Não podemos embicar no ano
2000 sem saber direitinho a diferença entre o cará, o inhame, a
mandioca mansa e a brava.
Navegantes sem bússola no meio
da imensa fauna e flora do Brasil,
queremos remediar as coisas pelo
menos para não comer salmão
com endívia e purê de oseille no réveillon do milênio.
Podemos ler para ficar mais bem
informados. O que, no caso, já não
é pouco. Em matéria de livros começamos por onde todos os países
acabam.
Já temos a obra definitiva sobre
comida no Brasil, os dois calhamaços eruditos do assombroso Câmara Cascudo, "História da Alimentação no Brasil" (Edusp). Explicou quase tudo, pelo menos tocou no que era mais importante, é
a referência máxima.
O que nos resta para saciar essa
curiosidade milenarista, como
completar, como somar, corrigir,
aventar novas hipóteses? Imagino
perguntas assim, que admitam
respostas variadas, vindas de todos os lugares do Brasil. O que comemos e o que não comemos? Por
quê? Quais são nossos ingredientes
básicos, quais os preparos típicos e
privilegiados?
É claro que cada um sabe melhor
do seu próprio canto, do seu quintal, do seu "terroir" para falarmos
francês, até do seu terreiro, para
continuarmos em português.
Um país só pode se gabar de ter
uma "cuisine" quando uma comunidade entende plenamente aquilo
que come, sabe como se faz, percebe as diferenças no preparo, entende da compra - hoje está mais
mole, ontem esteve mais sem sal, o
feijão está desmanchando porque
muito novo -, e além de tudo
conversa sobre o assunto, trocam-se idéias.
E como evoluiu nossa comida regional? Quais os padrões de cada
área? A comida é variada, monótona? Influências possíveis dos imigrantes. Quem comeu quem? O
imigrante nos devorou ou nós deturpamos e acabamos com a comida dele?

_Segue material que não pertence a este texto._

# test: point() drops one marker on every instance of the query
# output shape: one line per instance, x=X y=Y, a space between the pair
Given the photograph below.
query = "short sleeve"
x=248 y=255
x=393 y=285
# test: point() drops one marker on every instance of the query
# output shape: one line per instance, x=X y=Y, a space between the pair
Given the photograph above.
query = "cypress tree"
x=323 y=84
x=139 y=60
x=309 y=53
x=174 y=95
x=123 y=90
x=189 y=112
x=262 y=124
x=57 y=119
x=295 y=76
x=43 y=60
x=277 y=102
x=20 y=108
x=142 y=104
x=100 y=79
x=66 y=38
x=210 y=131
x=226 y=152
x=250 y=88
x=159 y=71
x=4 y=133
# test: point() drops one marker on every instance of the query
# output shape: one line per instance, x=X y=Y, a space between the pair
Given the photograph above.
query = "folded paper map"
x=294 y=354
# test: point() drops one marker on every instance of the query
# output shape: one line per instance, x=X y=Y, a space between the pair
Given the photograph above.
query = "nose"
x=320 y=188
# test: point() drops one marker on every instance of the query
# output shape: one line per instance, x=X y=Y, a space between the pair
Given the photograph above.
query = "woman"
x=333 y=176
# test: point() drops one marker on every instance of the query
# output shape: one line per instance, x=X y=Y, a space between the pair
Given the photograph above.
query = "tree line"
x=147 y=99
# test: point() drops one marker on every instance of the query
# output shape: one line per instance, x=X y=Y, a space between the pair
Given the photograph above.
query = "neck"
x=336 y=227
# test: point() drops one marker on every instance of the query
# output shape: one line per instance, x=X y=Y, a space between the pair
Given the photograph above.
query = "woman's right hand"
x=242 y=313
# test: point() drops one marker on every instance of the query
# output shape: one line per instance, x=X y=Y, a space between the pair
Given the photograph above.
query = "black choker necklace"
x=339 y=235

Bem, com o assunto raízes esgotado, passamos à tecnologia, ao
crescimento urbano, à produção
comercial e industrial. Como eram
as fazendas antes e depois das novas técnicas de plantio? E o transporte, como foi que o transporte
mudou nossa dieta? E por que até
hoje não conseguimos comer os
dulcíssimos mangostões, os rambutans de sonho que se comem no
Pará?
A que horas e a que momento industrializou-se a farinha de mandioca, o fubá, a galinha ciscando na
varanda, o porco patinando na lama do chiqueiro? E as latas e vidros
guardando nossas frutas e legumes?
Nestas e noutras, onde foi parar a
doçaria vinda dos conventos portugueses, aqueles docinhos de casamento de uma delicadeza de
monjas que sumiram para não voltar mais?
Essa técnica, acho que está extinta. Tenho uma cunhada que ainda
sabe os segredos, mas aos poucos
desanimou de ensinar, e vender
nem pensar, que nada paga o trabalho daquelas obras-primas de
sutileza.
E, quando a mulher saiu de casa,
o que se ganhou, o que se perdeu?
O hipermercado terá mudado nosso jeito de ser? Na cidade? No interior? E os restaurantes? E o fast-food? Por que não conseguimos
ainda encontrar um conceito de
fast-food brasileiro?
E o gosto adquirido? De açafrão,
de uísque, de peixe cru. Já nos familiarizamos com alguns gostos
estranhos, virão outros, será que
poderemos nos familiarizar com
todos?
O Senac é um destes aflitos diante do milênio. Já publicou quatro
livros de comidas regionais experimentadas nos seus restaurantes:
Espírito Santo, Bahia, Minas Gerais e agora São Paulo.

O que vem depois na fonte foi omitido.